I would be surprised, too, if larcs make any difference to sexually transmitted diseases — as the usual suspects are also claiming. A man sleeping with a woman who has an IUD or three-monthly injections might be tempted to forget about condoms, but that same argument (and same risk) applies to people who rely on the pill.

The truth is that it depends on the individuals. Just as people know perfectly well how not to get pregnant, they also know how not to get nasty venereal diseases; what they do depends on how sensible they are, just as it always has, time out of mind. It has nothing to do with the refinements of contraceptive technology such as larcs — people used to take those sexual risks, or avoid them, long before there was any contraceptive technology.

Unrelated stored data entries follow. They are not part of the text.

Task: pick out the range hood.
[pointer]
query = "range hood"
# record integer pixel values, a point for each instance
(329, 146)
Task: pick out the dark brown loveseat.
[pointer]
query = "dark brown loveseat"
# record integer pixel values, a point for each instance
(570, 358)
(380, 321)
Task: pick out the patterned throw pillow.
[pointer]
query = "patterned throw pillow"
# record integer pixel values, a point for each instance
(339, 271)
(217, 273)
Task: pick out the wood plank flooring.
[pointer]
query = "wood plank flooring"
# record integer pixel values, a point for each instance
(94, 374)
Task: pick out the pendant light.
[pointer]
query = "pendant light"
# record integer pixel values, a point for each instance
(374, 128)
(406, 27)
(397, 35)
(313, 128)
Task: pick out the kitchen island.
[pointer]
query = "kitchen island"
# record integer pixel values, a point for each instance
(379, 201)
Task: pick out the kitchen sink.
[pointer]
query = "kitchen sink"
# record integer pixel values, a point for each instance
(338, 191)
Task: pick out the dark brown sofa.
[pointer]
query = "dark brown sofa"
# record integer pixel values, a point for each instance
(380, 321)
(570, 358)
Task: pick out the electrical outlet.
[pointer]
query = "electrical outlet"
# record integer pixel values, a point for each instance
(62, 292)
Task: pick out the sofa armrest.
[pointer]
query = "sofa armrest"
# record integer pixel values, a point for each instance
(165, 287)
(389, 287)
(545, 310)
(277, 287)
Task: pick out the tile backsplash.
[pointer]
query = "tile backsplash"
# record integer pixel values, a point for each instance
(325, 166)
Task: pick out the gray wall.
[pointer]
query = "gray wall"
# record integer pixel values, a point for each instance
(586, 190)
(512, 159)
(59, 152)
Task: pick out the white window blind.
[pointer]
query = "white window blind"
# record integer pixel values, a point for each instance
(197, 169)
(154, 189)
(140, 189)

What the contraceptive revolution offered from the first, for all its minor side effects and risks and with refinements ever since, such as larcs, was freedom. Contraception offers freedom from the risk of doing something wrong — bringing an unwanted child into the world. It offers freedom from all the risks and distress — some would say the evil — of abortion. And it offers freedom to women to have a sexual life without sacrificing every other kind of life.

But freedom, like justice, is indivisible. Sexual freedom for one is sexual freedom for all. Some people abuse it — in fact when one stops to think of the confessions and betrayals in the tabloid newspapers and on the airwaves of the bonking-mad love rats and their slaggy chavettes, of last week’s 16-year-old mother of triplets and her deeply depressing daily round and so on, one begins to think that a great many people abuse it — but that is the price of freedom.

As moralists warned when the original contraceptive pill broke the necessary link between sex and conception, there were bound to be social consequences. There certainly have been, as with the bonking-mad love rats, slaggy chavettes and wraparound tumescent TV. But there has also been a moral change.

Traditional sexuality morality — meaning sexual restraint, particularly for women — was based on that connection between sex and conception: it evolved to protect paternity and patrimony. Now the connection has all but disappeared, as has patrimony, and the less connection, the less restraint and the more empty the morality.

For this reason Christian moralists and others are doomed to failure with their quixotic hopes of getting people to say no to sex or to save themselves for married monogamy; they might as well try to put a genie back in his lamp. Because higamous, hogamous we are mostly not monogamous, and we no longer have any reproductive reason even to try to pretend that we are.

For better and for worse, contraception changed sexual morality. But it is surely for the best that long-term contraception will now make it less likely that unwanted babies will be born to unwilling or unthinking mothers. That is a great emancipation by any standards.